In the special case that $p_{n} \equiv 0.5$, this is intended to be the "usual" nearest-neighbour simple random walk on the hypercube $\{0,1\}^{n}$.
I recall two well-known facts about this walk, both of which are proved in e.g. Chapter 5 of the book of David Aldous and James Fill:
The expected hitting time of $(0,0,0,...,0)$ from $(1,1,...,1)$ is on the order of 1 divided by the stationary measure of the point $(1,1,...,1)$ (in particular, it is much smaller than the naive $O(2^{n} n \log(n))$ bound one gets by just thinking about mixing times).
If you start at $(0,0,...,0)$, the probability that the return time is "large" (e.g. bigger than $n^{2}$) is bounded away from 0 uniformly in $n$.
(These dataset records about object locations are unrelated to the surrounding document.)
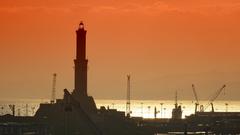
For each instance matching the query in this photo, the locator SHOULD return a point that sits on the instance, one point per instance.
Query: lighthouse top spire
(81, 25)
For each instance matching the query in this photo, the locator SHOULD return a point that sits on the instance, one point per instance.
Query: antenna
(53, 98)
(128, 110)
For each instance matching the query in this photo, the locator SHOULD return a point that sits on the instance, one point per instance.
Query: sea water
(139, 108)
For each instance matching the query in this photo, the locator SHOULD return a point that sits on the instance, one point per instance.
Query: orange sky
(166, 45)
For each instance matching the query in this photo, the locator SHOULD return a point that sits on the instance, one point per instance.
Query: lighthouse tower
(81, 62)
(80, 90)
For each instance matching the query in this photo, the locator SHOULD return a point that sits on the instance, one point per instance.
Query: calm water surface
(141, 108)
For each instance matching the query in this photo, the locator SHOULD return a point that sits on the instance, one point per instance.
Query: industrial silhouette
(77, 114)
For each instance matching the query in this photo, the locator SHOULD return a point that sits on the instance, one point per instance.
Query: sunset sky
(166, 45)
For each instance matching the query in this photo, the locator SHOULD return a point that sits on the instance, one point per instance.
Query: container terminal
(76, 113)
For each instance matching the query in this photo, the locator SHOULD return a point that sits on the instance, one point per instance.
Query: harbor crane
(214, 97)
(196, 98)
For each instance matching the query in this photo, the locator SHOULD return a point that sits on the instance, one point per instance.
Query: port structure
(196, 98)
(53, 96)
(210, 102)
(128, 104)
(214, 97)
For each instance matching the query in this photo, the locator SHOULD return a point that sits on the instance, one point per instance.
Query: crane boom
(214, 97)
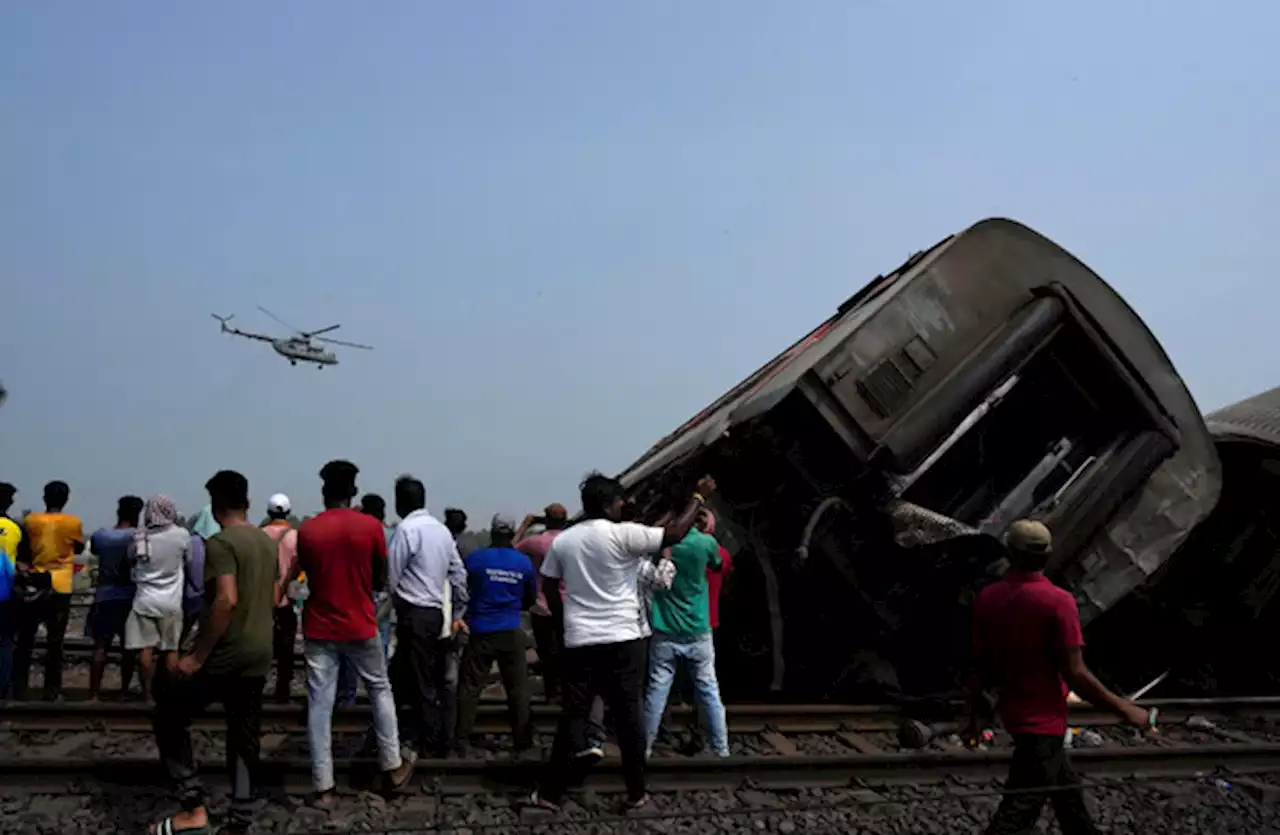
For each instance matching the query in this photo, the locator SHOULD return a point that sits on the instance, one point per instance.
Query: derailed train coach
(1210, 614)
(868, 471)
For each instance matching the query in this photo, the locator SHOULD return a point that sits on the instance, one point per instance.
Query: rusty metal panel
(1252, 419)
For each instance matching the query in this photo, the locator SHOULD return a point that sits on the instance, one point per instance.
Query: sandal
(168, 827)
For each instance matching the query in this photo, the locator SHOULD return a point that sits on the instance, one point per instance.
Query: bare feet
(182, 821)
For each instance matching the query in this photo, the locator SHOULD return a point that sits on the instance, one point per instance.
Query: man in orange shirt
(42, 587)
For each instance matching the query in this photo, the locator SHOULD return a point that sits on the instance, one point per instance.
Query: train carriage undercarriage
(869, 470)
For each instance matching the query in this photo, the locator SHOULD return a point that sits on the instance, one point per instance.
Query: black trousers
(284, 633)
(547, 639)
(178, 701)
(508, 649)
(1041, 762)
(417, 672)
(53, 611)
(613, 672)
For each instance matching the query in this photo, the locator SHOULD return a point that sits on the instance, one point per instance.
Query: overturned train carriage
(1210, 614)
(868, 470)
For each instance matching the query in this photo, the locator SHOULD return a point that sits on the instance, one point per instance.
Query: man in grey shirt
(160, 550)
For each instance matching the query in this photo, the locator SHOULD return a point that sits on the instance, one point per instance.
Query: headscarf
(204, 525)
(160, 514)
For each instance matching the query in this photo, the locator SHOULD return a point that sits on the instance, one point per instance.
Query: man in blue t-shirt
(503, 584)
(113, 593)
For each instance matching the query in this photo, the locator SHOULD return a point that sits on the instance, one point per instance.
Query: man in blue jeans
(343, 553)
(371, 505)
(682, 635)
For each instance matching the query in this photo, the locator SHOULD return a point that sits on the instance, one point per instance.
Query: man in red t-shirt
(343, 553)
(1028, 647)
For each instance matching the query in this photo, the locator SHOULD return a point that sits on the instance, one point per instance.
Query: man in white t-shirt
(159, 553)
(598, 561)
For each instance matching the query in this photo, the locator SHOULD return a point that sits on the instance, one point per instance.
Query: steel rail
(492, 717)
(772, 772)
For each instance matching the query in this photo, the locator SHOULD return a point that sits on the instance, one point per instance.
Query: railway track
(743, 719)
(781, 730)
(471, 776)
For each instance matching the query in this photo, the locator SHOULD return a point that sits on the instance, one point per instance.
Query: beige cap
(1029, 535)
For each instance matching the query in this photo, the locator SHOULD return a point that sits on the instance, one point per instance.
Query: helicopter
(300, 347)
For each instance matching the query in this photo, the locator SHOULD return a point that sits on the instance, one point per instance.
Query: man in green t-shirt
(682, 635)
(228, 665)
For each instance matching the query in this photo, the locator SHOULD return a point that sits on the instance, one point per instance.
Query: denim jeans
(369, 662)
(347, 676)
(696, 651)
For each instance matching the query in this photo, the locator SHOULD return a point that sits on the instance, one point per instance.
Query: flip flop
(168, 827)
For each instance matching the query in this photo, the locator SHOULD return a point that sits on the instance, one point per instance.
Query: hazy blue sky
(568, 226)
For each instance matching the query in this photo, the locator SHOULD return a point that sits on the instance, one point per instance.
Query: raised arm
(676, 529)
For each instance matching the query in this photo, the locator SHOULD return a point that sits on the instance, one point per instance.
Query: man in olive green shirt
(228, 665)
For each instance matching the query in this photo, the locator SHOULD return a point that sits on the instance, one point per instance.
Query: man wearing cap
(1027, 647)
(545, 630)
(502, 584)
(286, 629)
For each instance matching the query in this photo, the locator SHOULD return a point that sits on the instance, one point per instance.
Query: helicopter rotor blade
(296, 329)
(346, 345)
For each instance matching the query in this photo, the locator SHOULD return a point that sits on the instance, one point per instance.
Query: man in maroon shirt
(1028, 647)
(343, 552)
(554, 519)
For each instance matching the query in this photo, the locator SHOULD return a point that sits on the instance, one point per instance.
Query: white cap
(278, 503)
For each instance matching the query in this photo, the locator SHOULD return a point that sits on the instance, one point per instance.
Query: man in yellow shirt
(44, 584)
(10, 537)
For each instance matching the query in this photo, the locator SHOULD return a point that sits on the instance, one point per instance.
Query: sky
(567, 226)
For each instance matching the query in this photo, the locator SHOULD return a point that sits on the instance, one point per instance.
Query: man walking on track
(547, 630)
(1028, 647)
(503, 584)
(228, 665)
(159, 553)
(286, 617)
(424, 561)
(343, 553)
(600, 560)
(42, 587)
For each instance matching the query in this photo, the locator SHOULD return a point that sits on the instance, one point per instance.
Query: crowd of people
(202, 612)
(618, 607)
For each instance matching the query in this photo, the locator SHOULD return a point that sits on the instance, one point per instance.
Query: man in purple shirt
(553, 520)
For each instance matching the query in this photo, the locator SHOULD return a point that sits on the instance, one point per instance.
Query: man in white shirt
(423, 561)
(604, 653)
(159, 552)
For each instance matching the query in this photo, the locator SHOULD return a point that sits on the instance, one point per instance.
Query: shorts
(106, 619)
(144, 632)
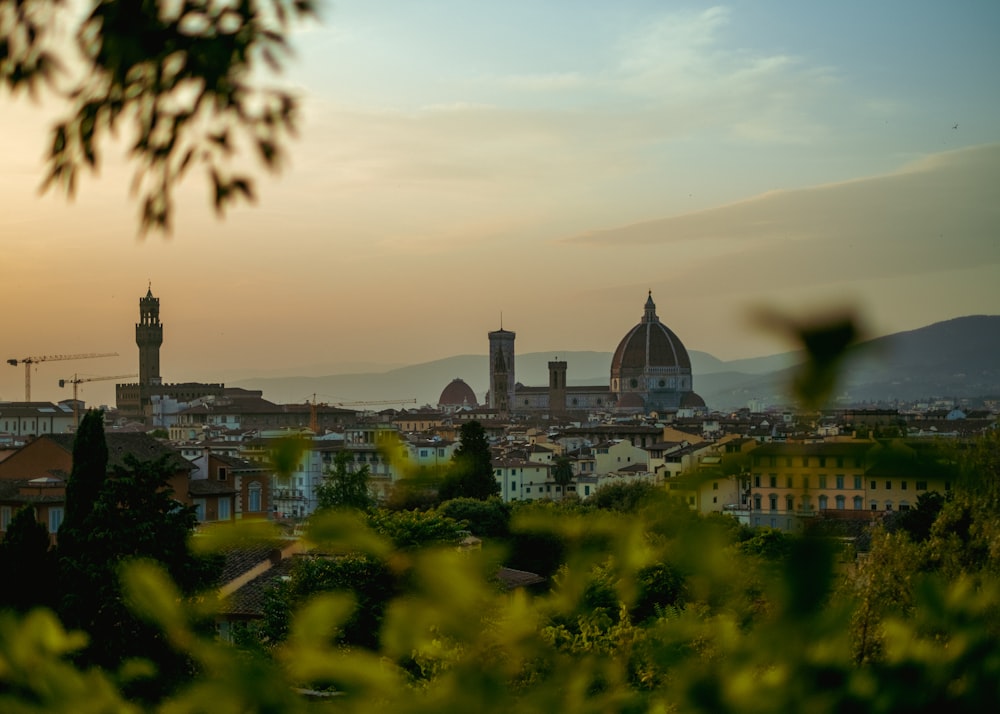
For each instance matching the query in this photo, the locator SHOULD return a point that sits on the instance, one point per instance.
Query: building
(859, 479)
(36, 474)
(650, 373)
(135, 400)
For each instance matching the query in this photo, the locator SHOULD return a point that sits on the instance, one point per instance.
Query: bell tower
(149, 337)
(502, 371)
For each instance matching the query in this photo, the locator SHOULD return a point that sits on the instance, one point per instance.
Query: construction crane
(28, 361)
(77, 381)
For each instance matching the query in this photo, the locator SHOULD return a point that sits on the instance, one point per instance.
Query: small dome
(458, 394)
(692, 401)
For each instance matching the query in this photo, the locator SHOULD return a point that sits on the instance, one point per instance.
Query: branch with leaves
(179, 75)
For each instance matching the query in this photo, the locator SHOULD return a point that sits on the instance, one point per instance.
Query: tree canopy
(344, 487)
(179, 77)
(471, 474)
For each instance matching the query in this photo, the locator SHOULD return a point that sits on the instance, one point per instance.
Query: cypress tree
(90, 471)
(472, 471)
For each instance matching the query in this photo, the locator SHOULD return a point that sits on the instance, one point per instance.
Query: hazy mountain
(955, 358)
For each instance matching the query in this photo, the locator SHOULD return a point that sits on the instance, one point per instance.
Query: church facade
(650, 372)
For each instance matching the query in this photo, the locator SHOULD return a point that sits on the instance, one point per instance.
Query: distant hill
(956, 358)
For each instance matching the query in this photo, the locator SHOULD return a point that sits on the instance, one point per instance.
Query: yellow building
(857, 479)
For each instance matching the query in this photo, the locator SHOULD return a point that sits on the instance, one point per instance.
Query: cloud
(939, 213)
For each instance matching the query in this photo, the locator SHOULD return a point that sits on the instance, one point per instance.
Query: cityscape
(487, 357)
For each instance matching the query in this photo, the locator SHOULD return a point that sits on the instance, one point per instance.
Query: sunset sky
(550, 161)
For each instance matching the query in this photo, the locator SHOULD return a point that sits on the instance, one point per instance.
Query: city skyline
(552, 164)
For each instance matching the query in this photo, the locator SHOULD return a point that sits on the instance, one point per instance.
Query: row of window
(840, 502)
(839, 482)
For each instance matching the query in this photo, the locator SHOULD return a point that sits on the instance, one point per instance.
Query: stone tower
(502, 371)
(149, 337)
(557, 386)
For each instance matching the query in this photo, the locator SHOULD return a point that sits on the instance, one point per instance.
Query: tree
(135, 517)
(343, 487)
(30, 567)
(471, 473)
(490, 518)
(86, 479)
(562, 473)
(180, 74)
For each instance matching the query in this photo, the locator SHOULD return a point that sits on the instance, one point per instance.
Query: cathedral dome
(650, 344)
(457, 394)
(652, 367)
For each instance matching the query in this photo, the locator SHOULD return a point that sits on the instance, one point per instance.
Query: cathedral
(650, 372)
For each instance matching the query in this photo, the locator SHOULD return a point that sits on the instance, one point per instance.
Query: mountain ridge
(954, 357)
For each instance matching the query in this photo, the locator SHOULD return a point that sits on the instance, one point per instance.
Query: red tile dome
(458, 394)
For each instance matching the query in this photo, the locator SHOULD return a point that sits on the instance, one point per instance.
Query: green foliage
(368, 580)
(410, 529)
(343, 487)
(31, 567)
(650, 609)
(134, 517)
(284, 454)
(89, 472)
(625, 497)
(562, 473)
(178, 76)
(471, 474)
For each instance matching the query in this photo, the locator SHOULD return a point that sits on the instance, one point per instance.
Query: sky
(546, 164)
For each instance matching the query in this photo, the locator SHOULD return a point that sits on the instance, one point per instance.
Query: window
(254, 498)
(55, 518)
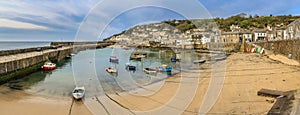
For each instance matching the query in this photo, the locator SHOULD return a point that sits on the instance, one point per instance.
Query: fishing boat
(78, 93)
(111, 70)
(199, 61)
(48, 66)
(150, 70)
(174, 59)
(113, 59)
(164, 69)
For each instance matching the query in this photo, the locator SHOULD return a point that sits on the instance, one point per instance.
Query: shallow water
(87, 68)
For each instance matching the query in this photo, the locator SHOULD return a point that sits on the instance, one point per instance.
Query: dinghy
(78, 93)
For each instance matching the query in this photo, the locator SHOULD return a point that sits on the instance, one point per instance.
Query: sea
(87, 68)
(8, 45)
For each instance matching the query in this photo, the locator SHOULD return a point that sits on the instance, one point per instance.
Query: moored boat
(113, 59)
(220, 58)
(48, 66)
(149, 70)
(174, 59)
(111, 70)
(78, 93)
(199, 61)
(130, 67)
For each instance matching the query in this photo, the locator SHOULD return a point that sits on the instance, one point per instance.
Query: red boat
(49, 66)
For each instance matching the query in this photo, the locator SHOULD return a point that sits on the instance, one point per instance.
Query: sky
(60, 20)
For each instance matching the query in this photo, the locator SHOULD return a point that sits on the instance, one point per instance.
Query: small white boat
(220, 58)
(78, 93)
(150, 70)
(199, 61)
(111, 70)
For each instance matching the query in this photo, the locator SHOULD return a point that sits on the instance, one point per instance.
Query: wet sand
(245, 75)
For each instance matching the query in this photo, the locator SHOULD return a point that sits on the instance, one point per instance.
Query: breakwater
(284, 47)
(17, 63)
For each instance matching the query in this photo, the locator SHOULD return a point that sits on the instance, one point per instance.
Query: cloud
(20, 25)
(56, 14)
(221, 8)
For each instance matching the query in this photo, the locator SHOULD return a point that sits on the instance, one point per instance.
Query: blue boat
(131, 68)
(165, 69)
(113, 59)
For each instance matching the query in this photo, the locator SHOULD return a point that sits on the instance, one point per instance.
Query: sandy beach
(245, 74)
(16, 102)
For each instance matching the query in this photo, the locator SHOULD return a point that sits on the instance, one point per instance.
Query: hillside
(250, 22)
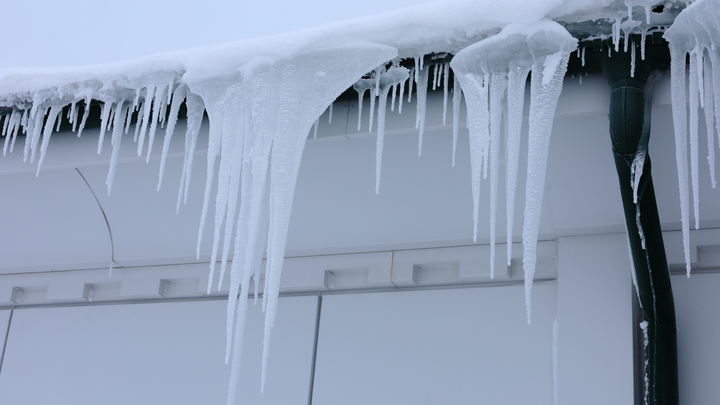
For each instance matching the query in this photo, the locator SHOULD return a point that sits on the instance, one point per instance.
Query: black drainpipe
(630, 107)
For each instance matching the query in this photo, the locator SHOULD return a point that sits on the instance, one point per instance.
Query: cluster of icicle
(696, 31)
(260, 117)
(259, 120)
(391, 82)
(492, 74)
I would like to know: roughly how far from $0$ or $1$ does $p_{n}$ have to be for these facts to remain true? My guess is that the answer to this is well-known, but I don't know a nice reference or a "nice" way to grind through the calculations.
Note that if e.g. $p_{n} = n^{-3}$, then both of these fail: the expected hitting time is about $n$ (which is much bigger than 1 over the stationary measure) and the return time is almost always $O(1)$ steps (which is much smaller than $n^{2}$).